Claiming women’s rights and female empowerment – What’s absolute honesty, responsibility and self-worth got to do with it?

How do honesty, responsibility and self-worth relate to women’s rights?

Claiming women’s rights and female empowerment – What’s absolute honesty, responsibility and self-worth got to do with it?

When it comes to women’s rights there is nothing like the facts to deliver some absolute honesty about the lesser state of women economically, socially and financially. It appears culturally entrenched that women are worth less than men and this pervasive self-worth issue and the lack of true female empowerment is not a woman’s problem, it is a shared responsibility for all of us to open our eyes and hearts to, starting with an honest look at some of the statistics of our present day diminished reality:

Women comprise roughly 47 per cent of all employees in Australia and take home on average $251.20 less than men each week (full-time adult ordinary earnings).

This national gender ‘pay gap’ is 15.3 per cent and it has remained stuck between 15 per cent and 19 per cent for the past two decades.

Additionally, on average, women spend 64 per cent of their working week performing unpaid care work – almost twice as many hours performing such work each week compared to men.

In 2015-2016 on average, Australian women were reaching retirement with $113,660 less superannuation than their male counterparts.

As a result, women are more likely to experience poverty in their retirement years and be far more reliant on the Age Pension.

More than one in three Australian women have experienced physical or sexual violence in their lifetime and one in two experience sexual harassment.

The Australian workforce is highly segregated by gender and female-dominated industries – such as aged care, childcare and health and community services – have been historically undervalued, underpaid and understaffed.

Australian women are over-represented as part-time workers in low-paid industries and in insecure work, and continue to be under-represented in leadership roles in the private and public sectors.[1]

These are the hard facts, as presented by the Australian Human Rights Commission and like many, I ask, how did we get here? How, as women, have we found ourselves in this position and how can we turn these statistics around?

Now as a woman, I could go into blame. I could blame society, patriarchy, role imbalance and men for our lack of women’s rights and female empowerment. But blaming wouldn’t help me, or women, or men, for blame is only a deflection and a delay from looking at what is truly going on. Blame doesn’t support me, or us, to find the true answer. For the true answer, without blame, lies with us.

Women are not who they should be. This is because they have become what they thought they had to be whilst denying who they truly are.

Esoteric Teachings & Revelations Volume I, ed 1, p 543

The answer to our statistically lesser state can be found if we reflect on our lives and the way we live them with absolute honesty. And it is from this absolute honesty that we will find we are beautiful, amazing, awesome women first, before we let the expectations, the comparisons, the pleasing, the ideals and the roles seep into the way we live our lives –– the ‘good’ daughter, the ‘good’ sister, ‘good’ friend, the perfect ‘wife’, the ‘perfect’ mother or ‘dutiful carer’. When we live our lives according to a set of expectations or roles, we live outside of ourselves, in a way that we feel we ‘should’ live. We lose that innate, warm and strong connection to the woman first that we truly are within our skin.

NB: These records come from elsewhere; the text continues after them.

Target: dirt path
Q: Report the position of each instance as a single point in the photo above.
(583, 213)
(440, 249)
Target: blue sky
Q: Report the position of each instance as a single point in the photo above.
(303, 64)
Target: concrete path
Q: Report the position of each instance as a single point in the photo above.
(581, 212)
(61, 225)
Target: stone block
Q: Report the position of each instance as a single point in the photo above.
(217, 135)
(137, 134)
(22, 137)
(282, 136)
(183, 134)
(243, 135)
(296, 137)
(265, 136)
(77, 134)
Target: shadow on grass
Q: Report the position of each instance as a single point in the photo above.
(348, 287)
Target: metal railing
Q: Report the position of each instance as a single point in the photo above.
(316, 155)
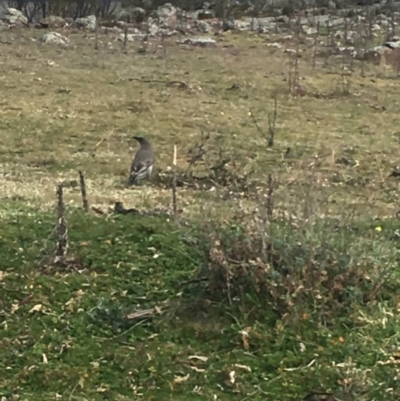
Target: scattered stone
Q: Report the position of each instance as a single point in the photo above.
(205, 14)
(277, 45)
(167, 16)
(88, 22)
(283, 19)
(309, 31)
(202, 26)
(201, 41)
(54, 38)
(132, 14)
(13, 16)
(131, 37)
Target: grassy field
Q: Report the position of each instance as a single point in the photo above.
(320, 310)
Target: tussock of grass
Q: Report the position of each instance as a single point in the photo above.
(66, 334)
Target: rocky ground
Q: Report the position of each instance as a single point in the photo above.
(351, 32)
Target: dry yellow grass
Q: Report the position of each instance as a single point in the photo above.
(65, 109)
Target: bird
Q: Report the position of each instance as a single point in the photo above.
(143, 161)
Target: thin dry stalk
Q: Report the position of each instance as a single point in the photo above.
(272, 123)
(83, 191)
(314, 55)
(125, 42)
(174, 205)
(267, 215)
(270, 197)
(62, 230)
(294, 74)
(96, 33)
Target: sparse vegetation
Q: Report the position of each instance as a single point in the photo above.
(277, 275)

So, does this mean that we disconnect from our responsibilities in life; working, family, raising children and ‘search’ for this innate connection? No, absolutely not.

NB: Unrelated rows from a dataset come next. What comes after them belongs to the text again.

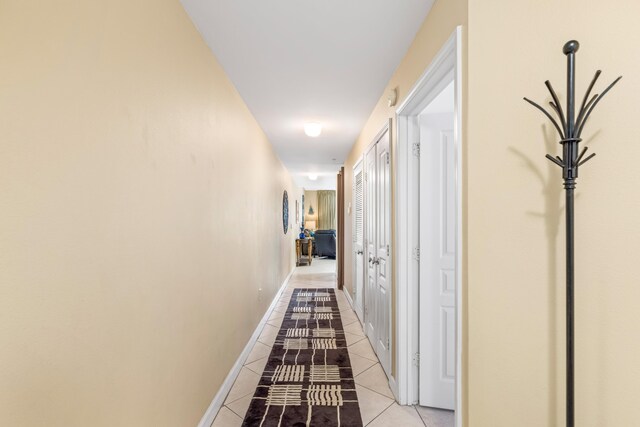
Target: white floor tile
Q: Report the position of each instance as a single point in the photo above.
(258, 365)
(245, 384)
(396, 415)
(240, 406)
(375, 379)
(371, 403)
(226, 418)
(258, 352)
(433, 417)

The key to this connection is our responsibility for our self-worth. When we claim ourselves, honour ourselves and care for ourselves, in a gentle and self-loving manner, our choices will change. And as our choices change, our standards for ourselves will change, our self-worth will change, our standards for women in society will change and both women and men will flourish together.

Women’s rights and true female empowerment aren’t about women alone. Whilst women are less, the whole of humanity is all-the-less for the absence of the qualities women in their fullness bring to all areas and arenas of life on this planet.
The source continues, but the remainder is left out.